Par Gaël Le Dily, Manager en charge des offres Pilotage et Transformation ainsi que de la direction technique, Groupe Estia

Tout l'art du data scientist consiste à analyser, interpréter, corréler des données brutes en forts volumes. On le sait, il ne suffit pas d’être « statisticien » : on évolue au carrefour de des statistiques et des maths bien sûr, de l’informatique mais aussi des métiers. La complexité s’accroit au fil des masses et des enjeux, et il faut trouver de nouvelles sources de créativité. Afin d'inspirer et d'accélérer une innovation continue, pourquoi ne pas jouer la concurrence interne entre équipes, sous forme de data competitions ?

Au-delà de ses apports opérationnels et applicatifs, la data science, et c’est une de ses originalités, a la capacité de faire émerger de nouveaux questionnements dans les entreprises, et ainsi de booster l'innovation. Acteur avancé de la transformation, elle cherche aujourd’hui à inoculer dans ses propres méthodes et son management, de nouveaux modes de travail à même d’accélérer cette innovation, appuyés sur le management 3.0.

Ludiques, inspirantes, très en phase avec l’ADN intellectuel « digital native » de ces millenials que sont souvent les ingénieurs et chercheurs en R&D du domaine, les data competitions peuvent être source, en plus de leur dynamique managériale, de solutions applicatives, techniques ou métiers, réellement novatrices.

Faire sauter plus facilement des verrous techniques

Héritier des hackhatons, des compétitions Kaggle et autres battles, ce genre de challenge informatique atypique prend la forme de « contests» entre tandems de data scientists.
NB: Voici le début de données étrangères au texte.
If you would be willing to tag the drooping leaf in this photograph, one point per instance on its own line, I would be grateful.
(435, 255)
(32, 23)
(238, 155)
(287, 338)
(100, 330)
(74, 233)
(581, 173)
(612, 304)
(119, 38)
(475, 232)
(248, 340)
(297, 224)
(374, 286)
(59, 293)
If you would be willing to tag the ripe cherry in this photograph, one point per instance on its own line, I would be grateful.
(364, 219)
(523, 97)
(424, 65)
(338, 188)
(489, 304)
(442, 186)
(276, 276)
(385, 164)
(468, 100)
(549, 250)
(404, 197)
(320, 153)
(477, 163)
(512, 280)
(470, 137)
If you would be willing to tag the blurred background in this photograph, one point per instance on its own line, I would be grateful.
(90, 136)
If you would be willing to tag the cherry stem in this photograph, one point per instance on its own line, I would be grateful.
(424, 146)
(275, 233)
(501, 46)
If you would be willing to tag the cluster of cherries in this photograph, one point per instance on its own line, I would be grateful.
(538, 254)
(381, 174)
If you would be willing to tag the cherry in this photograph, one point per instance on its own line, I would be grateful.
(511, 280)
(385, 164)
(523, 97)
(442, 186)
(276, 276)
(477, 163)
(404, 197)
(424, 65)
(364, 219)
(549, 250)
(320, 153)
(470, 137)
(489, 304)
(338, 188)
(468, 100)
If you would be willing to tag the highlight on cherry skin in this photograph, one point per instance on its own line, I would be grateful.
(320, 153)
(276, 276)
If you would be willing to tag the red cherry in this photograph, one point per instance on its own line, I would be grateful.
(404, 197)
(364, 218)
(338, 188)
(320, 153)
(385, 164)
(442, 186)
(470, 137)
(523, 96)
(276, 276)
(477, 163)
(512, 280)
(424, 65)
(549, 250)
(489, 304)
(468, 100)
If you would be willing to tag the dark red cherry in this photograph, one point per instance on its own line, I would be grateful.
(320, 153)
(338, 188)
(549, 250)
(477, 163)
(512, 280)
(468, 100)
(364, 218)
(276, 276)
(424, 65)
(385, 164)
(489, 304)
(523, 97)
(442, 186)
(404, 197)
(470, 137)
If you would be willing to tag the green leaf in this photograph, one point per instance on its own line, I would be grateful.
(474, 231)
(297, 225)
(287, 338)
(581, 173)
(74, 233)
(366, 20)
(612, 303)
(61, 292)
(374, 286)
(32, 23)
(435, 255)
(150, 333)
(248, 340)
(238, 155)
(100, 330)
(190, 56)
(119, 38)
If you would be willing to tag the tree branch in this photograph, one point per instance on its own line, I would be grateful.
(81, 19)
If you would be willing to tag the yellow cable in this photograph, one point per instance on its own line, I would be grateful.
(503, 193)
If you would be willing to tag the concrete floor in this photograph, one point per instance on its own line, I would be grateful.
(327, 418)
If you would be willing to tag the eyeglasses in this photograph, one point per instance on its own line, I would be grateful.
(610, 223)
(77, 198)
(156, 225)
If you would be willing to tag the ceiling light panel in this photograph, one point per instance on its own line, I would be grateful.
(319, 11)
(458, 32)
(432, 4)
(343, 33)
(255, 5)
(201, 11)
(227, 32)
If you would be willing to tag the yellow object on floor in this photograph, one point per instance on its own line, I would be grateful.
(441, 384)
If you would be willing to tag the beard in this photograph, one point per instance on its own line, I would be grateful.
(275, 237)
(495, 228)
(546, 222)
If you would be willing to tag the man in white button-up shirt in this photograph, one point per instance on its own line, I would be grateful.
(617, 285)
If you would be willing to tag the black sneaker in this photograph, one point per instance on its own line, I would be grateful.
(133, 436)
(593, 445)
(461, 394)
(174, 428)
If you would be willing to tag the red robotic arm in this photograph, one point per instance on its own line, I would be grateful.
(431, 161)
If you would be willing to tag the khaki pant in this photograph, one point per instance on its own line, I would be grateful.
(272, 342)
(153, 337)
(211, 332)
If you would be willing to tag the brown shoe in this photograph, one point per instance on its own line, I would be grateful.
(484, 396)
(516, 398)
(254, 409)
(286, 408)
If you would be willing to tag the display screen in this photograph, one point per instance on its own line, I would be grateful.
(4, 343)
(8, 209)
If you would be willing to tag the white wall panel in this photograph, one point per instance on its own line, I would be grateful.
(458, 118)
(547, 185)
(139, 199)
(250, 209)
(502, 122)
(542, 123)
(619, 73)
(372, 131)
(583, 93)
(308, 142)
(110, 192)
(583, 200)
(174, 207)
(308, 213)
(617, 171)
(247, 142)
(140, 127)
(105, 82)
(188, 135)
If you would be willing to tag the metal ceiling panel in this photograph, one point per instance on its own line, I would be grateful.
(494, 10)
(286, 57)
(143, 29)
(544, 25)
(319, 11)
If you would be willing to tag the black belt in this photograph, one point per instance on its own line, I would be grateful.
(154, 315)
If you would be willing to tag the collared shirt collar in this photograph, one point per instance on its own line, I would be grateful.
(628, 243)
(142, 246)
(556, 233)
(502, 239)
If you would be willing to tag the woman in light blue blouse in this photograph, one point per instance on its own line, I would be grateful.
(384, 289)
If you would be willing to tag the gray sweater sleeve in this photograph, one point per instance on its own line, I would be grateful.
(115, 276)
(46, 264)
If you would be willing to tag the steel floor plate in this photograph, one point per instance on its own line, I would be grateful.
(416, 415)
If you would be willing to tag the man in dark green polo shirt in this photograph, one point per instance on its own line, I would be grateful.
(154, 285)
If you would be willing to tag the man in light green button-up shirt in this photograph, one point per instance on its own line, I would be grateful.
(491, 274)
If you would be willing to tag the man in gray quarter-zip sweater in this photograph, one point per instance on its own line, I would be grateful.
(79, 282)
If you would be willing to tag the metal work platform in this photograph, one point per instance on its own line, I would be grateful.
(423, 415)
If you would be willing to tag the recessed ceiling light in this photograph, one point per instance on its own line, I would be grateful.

Il va plus loin que ses « ancêtres » : il améliore les pratiques et cas d’usage, et fait profiter les entreprises utilisatrices du big data, de l’expertise de leurs environnements. C’est donc un moyen original de favoriser l’innovation technologique, service ou métier.

La data competition se base sur des situations concrètes rencontrées. L’objectif est de faire sauter des verrous - techniques notamment, en testant des solutions qui ne sont pas encore sur le marché ou des problématiques fournies par les entreprises - et de transformer des sujets de compétition en offres.

De multiples cas d’innovation déjà recensés

Ce type de battle a déjà pu donner naissance à des projets tangibles. Ainsi, c’est via une data competition qu’une plateforme de collecte de données open source a permis de réaliser une étude comportementale des utilisateurs du Velib à Paris. Des travaux qui ont catégorisé les arrondissements (résidentiel, en activité…) à travers une application de datavizualisation et de classification des stations par des méthodes statistiques. Ce type d’application pourrait être utilisée pour l’exploration d’autres données open data. Le sujet pourrait être poussé plus loin en intégrant d’autres sources de données telles que la météo, les données liées aux transports parisiens, etc. afin de réaliser une étude sur les rapports des Parisiens aux modes de transports.

Autre exemple : une application web a été créée pour automatiser le traitement de données Twitter afin d’en extraire les informations pertinentes (analyse de sentiments, de mots liés, classement des verbatims…). L’adaptation de cette application peut désormais permettre de réaliser un suivi Twitter pour une marque, un produit ou une personne.

C’est encore une de ces battles qui a vu la sortie d’un projet de formation au machine learning : à travers des outils de data science comme R ou Python, une formation atypique, qui s’écarte des standards du marché est aujourd’hui délivrée dans certaines entreprises. La formation se déroule en plusieurs itérations intégrant l’évaluation des candidats, la mise à niveau, la formation et la mise à disposition d’éléments de formation continue ou d’exercices permettant aux candidats de continuer à s’auto-former après avoir acquis les bases.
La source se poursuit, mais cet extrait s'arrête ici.